Summer is over and that means news and announcements in the SEO world are heating up. In the last few weeks Google has made some changes leaving many SEOs and marketers lamenting days gone by. Let's look at the announcements and what that means for us:
Not Provided Reaches 100%
Google has finally done it! The day many SEOs have feared is upon us. The day keyword referral traffic from "not provided" hits 100%.
What's Going On?
If you weren't in the loop or haven't noticed the strange (not provided) keywords in Google Analytics, here's what's going on.
About 2 years ago, Google added a secure search option and started removing keyword referral data for users that were signed in. This meant that site owners would no longer be able to attribute exactly what keywords in Google were driving traffic. Originally, Google claimed that the number of searches that would be affected was going to be less than 10%. That number grew, however, and crept higher and higher.
This past week, Google announced that all searches will be secure. That means no keyword referral data will be reported through Google Analytics.
Why Did Google Do That?
Google's reasons for the switch are security, privacy, and user experience. They figure that not everyone wants their searches to be public or want their search history to be used by marketers.

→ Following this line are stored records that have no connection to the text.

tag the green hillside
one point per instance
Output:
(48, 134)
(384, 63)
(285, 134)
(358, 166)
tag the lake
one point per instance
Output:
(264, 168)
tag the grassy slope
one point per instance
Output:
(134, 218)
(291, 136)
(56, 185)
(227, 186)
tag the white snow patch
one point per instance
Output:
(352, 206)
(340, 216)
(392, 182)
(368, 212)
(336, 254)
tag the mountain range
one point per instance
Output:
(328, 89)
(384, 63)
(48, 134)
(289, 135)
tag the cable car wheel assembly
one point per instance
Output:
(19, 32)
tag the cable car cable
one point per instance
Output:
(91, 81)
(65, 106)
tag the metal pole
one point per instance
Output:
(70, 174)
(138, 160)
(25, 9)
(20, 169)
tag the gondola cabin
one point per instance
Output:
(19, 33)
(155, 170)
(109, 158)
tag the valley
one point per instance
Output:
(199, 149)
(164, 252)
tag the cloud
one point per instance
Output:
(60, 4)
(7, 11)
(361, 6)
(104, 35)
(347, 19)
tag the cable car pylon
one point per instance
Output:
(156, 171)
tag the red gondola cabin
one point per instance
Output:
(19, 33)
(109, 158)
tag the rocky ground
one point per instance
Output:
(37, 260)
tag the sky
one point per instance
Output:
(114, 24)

The caveat here is that you can get full keyword data if you're running AdWords campaigns. Essentially Google is still offering the data, you just have to pay for it.
What Can I Do?
If you want to go back to the old days where you see full keyword data from Google, that's not going to happen. You do have a few alternatives that will give you a partial picture, though:
- Check out keyword impressions in Google Webmaster Tools
- Look at organic traffic to landing pages in Google
- Get an AdWords account 🙁
Google's Hummingbird Algorithm
The next major announcement is that of Google's new Hummingbird algorithm update.
What is It and What Does It Do?
Hummingbird is Google's biggest algorithm update since the Caffeine update in 2009. At it's core, Hummingbird is Google updating the way it handles search queries to better deliver results in a conversational search context. Google is now analyzing all parts of a users search more closely to determine the context of the query and provide more accurate results.
How Does it Impact Me?
First of all, Hummingbird was actually rolled out in late August before Google's official announcement nearly a month later. If you saw any ranking or traffic fluctuations around August 21st through the 24th, you may have been affected by Hummingbird. Overall, the change went relatively unnoticed by most site owners and marketers.
Hummingbird is just the most recent move by Google to update their search technology to cater to mobile users. Conversational search favors the "ask a question" way of searching over the traditional keyword search because you're interacting with a device the same way you would another person. If you haven't already been thinking about how people will interact with your site on mobile devices, now is a great time to start. These changes show that Google is putting mobile user experience at the forefront of their search strategy.